High school sports can also lead to an “in crowd” mentality, which excludes those who aren’t selected.
Let’s face the facts, not all children are athletic stars. Is that to say they don’t enjoy the game? Do they have to miss out on the physical and social benefits of organized sports? Although some children are involved in the management or fan side of organized sports, there are very few options for recreational activities.
These exclusions extend to all skill levels. Club sports are an unofficial requirement for many high school teams. This puts students from low income families at disadvantage as they can’t afford travel costs and membership fees. Coaches are more inclined to choose club players who have been playing for many years than those who have just practiced on the playground.

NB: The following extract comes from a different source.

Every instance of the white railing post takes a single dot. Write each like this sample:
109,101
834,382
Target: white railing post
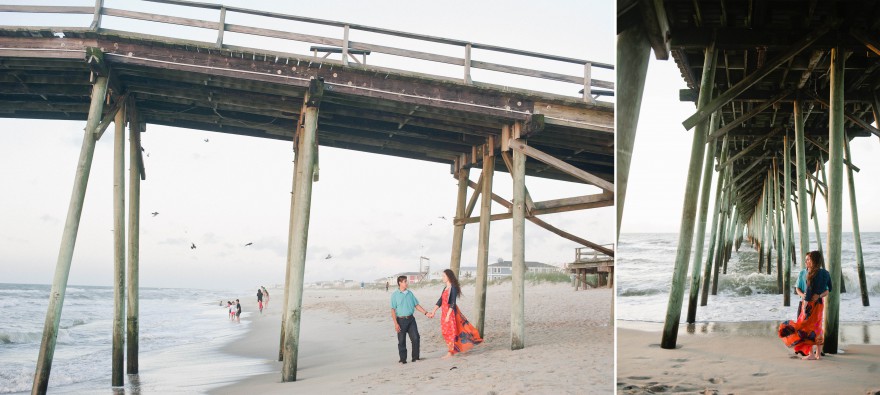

John Cochran, a Newton, Mass. parent, believes that every student should be able to participate in high school sports, regardless of their skill level.
Cochran’s editorial for Newton’s Wicked Local stated that studies have shown that high school athletes have higher grades, less discipline problems, and greater self-esteem.
“By cutting out all but the best players, only a very small percentage of students will ever be able to benefit from these [government-allocated] resources.” He wrote. “Public high schools should not offer inferior education opportunities to students who aren’t at the top of their class, if the current philosophy is followed to its logical conclusion.”
My goal is to not ban high school sports but to restore sports to their original purpose, which is to have fun. We can change the way we view these sports by allowing kids to play multiple sports and focusing on recreation rather than cutthroat competition. This will allow high schoolers to really get out there and play.